I know I’m a bit late on the ANZAC Day train this year, but wanted to share this beautiful photo from the Dawn Service in Launceston on Saturday.
This was my third Dawn Service (I’ve written about attending the service in Gallipoli in 2003 previously), and took my eldest son, Noah, to last year’s service in Launceston. However it was the first for Harvey and our youngest son Ethan (he wanted to come last year but I couldn’t wake him up! Noah and I came home afterwards to tears because he missed out so I vowed to get him up this year).
Harvey has lived in Australia for 10 years and I wondered what he thought of the service as someone who wasn’t born or raised here. Would he see ANZAC Day as a celebration of war (like many claim it to be), as something very nationalistic or a day he will come to embrace as a citizen? As we drank a coffee together afterwards I asked these questions and we discussed how he felt as he stood with his family, our friend Suse and thousands of others in the darkness at the Launceston Cenotaph. He said he felt proud of our children, who both asked to go to the service after learning ANZAC Day history at school, and proud to be part of an event that paid respect to the men, women and animals who gave their lives so we could live as we do.

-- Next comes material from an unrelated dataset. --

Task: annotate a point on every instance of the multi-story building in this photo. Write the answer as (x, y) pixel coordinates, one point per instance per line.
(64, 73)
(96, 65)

I feel like this may now become a family tradition, not because we are honouring a relative who fought, but because we appreciate what our forebears have done for us. I love that I can tell my sons what the Gallipoli Peninsula is actually like, how steeps the cliffs those soldiers had to climb were and what it was like to stay awake all night there amongst thousands of others to welcome the cold, clear dawn on April 25, 2003. I hope one day they might also like to see it for themselves.
And something I must add that made this year’s service very Australian: as the Last Post was played, peals of laughter from a group of kookaburras sang out across the still crowd. I couldn’t think of a more appropriate way of honouring those amazing people who did something I would baulk at.